On the subject of DJing, you’ve played many of the worlds most important clubs and festivals now, tell us about an experience that blew your mind?

I played over 1600 gigs around the world so far and it is always very hard to choose the special ones. Of course – many years ago it was the performance at Berlin Loveparade, last year it was probably Tomorrowland, but one of my all-time best experiences was just now! Two weeks ago at Rainbow Serpent Festival in Australia. This Festival in the desert is quite unique and the people are really making it stand out. The dancefloor has such a great vibe, even at times, it has over 40 degrees Celsius in the shadow. The music on the massive Funktion One systems never stops for over 100 hours! Playing to a dancefloor of over 10,000 people that are truly into the music – that really blew my mind.

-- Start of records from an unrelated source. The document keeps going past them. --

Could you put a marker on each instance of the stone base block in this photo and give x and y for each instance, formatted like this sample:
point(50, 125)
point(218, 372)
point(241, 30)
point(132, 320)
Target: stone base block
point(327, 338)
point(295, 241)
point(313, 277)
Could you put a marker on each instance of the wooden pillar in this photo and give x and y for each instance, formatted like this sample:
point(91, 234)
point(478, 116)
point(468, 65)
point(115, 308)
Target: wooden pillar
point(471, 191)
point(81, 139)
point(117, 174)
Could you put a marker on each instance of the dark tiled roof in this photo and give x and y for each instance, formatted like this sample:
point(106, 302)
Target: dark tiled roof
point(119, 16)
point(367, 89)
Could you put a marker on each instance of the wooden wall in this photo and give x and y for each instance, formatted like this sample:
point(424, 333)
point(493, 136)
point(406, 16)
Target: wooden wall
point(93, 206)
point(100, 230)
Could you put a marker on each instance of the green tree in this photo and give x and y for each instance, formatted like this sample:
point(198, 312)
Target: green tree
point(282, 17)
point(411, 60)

And are there any events coming up this year that you can’t wait to get to?

As always I am looking forward to the Ibiza season. I will probably play more than 10 gigs there and most of all I am looking forward to my nights at the Zoo Project. The location and the vibe are very special and are the best Ibiza experience one can have. Besides that I am very much looking forward to Mystic Garden Festival in Amsterdam – once again, a festival with an amazing crowd and atmosphere and it’s always a highlight in the annual calendar!

We read that you’ll be releasing with Carl Cox and Jon Rundell’s Intec Digital label this year, how did that come about?

It was quite funny. I was in Carl’s DJ booth last summer in Ibiza, but I didn’t want to disturb him, so I gave a stick with my music to my friend that works for Resistance. In the morning after the party, I bumped into Carl outside the club and he shouted: “Naka, I got your stick” while holding it up in the air. It took 2 months, but then I received the mail that he wanted to sign two tracks. These tracks where actually in high demand, I had more labels that all wanted these two, but finally, they will be released on June 14th with Intec.

Anything else you want to mention before we go?

Thank you for the opportunity! And I would like to ask the readers to stay open minded and listening to music with an open ear. Today’s clubbing and DJ industry are getting ruled by massive cooperations that try to tell you what you have to like. Now we are seeing the system of the EDM world taking over the techno world and that’s not healthy for the scene at all. The music should do the talking and not the money.